The South Coast Coffee Roaster
vita non est vivere sed valere vita est
Home Coffee Roasting Blog and Reference
http://southcoast...gspot.com/
 
http://southcoastcoffeeroaster.blogspot.com
John Despres
You are correct, Eddie. I just re-read the article in the current issue of Roasters Magazine and spent an hour or so reading on line. While the chemistry evades me to a great degree, moisture does indeed affect the Maillard Reaction. Too much moisture or too little will alter and degrade the results in just about any food preparation.

We need a scientist who can explain this for us lay-folk.
Edited by John Despres on 03/19/2008 6:14 AM
Respect the bean.
John Despres
Fresh Roast 8, Gene Cafe, JYTT 1k, Quest M3, Mazzer Mini, Technivorm, various size presses and many more brewers.
 
www.sceneitallproductions.com
seedlings
I bet you can store your fruits and floral arrangements in the humidor and actually impart some added flavors? Could you imagine a Sumatra with hints of cherry and rose? Fun.

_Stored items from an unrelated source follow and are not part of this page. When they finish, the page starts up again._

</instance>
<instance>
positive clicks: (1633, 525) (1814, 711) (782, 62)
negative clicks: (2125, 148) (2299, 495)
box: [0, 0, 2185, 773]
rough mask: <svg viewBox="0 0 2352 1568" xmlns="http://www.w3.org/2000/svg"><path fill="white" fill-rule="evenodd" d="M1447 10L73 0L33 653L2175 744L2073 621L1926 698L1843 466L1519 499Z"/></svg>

That being said, maybe I should move the bag of dog food. ;)

CHAD
Roaster: CoffeeAir II 2# DIY air roaster
Grinder: Vintage Grindmaster 500
Brewers: Vintage Cory DCU DCL, Aeropress, Press, Osaka Titanium pourover
 
John Despres
Well, I have been keeping some beans in a used pepperoni pizza box just to get my 6 year old more interested in coffee... "No thank you, Daddy. Coffee is for Daddies, not big boys". He turns down a sip of ale the same way.

Dog food HA!
Respect the bean.
John Despres
Fresh Roast 8, Gene Cafe, JYTT 1k, Quest M3, Mazzer Mini, Technivorm, various size presses and many more brewers.
 
www.sceneitallproductions.com
coffeehound
Thanks for the response and the article, it is very interesting. I imagine that ziplock bags would be about as effective at been storage as the cocoons they talk about in the study. The rest of the study is about bean stored exposed to the environment in bags, which I see is what the 60% RH is all about.
 
John Despres
The difference, I think, is the cocoons have a moisture source to ensure the RH remains at a constant 60%. But the article doesn't really say how they did it.

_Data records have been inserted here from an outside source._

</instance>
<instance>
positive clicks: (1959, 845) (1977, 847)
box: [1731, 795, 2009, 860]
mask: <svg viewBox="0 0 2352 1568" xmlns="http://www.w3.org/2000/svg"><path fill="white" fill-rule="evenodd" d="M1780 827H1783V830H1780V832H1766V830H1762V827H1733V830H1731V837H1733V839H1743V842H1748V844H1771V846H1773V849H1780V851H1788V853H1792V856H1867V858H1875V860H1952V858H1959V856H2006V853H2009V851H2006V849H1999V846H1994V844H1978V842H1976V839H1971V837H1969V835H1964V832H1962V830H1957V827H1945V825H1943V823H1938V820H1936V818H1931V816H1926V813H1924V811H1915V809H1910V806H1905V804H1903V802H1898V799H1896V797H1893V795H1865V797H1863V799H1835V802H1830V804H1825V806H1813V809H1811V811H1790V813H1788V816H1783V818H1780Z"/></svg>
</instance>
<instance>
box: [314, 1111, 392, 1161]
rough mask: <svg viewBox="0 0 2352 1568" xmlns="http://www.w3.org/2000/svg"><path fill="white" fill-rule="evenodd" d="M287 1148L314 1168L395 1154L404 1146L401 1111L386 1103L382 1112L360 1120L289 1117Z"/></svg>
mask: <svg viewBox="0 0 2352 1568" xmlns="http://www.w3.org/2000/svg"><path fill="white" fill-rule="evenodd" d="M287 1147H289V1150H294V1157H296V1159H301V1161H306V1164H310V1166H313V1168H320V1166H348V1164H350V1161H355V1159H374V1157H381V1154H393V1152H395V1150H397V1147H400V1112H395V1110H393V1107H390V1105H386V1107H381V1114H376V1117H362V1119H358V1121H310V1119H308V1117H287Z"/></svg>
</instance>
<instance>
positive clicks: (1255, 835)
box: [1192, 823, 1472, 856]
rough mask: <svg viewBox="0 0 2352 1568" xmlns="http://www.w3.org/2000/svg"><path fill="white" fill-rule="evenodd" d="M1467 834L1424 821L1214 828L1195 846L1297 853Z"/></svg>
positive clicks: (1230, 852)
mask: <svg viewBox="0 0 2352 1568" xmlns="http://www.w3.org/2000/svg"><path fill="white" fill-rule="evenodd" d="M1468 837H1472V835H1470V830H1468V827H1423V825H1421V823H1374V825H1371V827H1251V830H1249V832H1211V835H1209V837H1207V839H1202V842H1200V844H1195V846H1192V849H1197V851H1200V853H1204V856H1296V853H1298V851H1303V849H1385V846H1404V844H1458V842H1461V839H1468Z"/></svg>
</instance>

I wish I knew... So far things aren't as easy as I thought it'd be.

I'm not discouraged, though. Like I said: if it doesn't work as a humidifier, I'll still have a pretty nice cabinet to keep my beans stored in plastic bags in.
Respect the bean.
John Despres
Fresh Roast 8, Gene Cafe, JYTT 1k, Quest M3, Mazzer Mini, Technivorm, various size presses and many more brewers.
 
www.sceneitallproductions.com
Kaffee Bitte
That is very cool John! Wish I had the space to do something like it.

Of course I really wouldn't need to. It is rare for a coffee to hang out at my house for longer than a month.
Lynn

"Some days it's spice, other days it's bitter dirt."
 
Favorite? How can there be such a thing?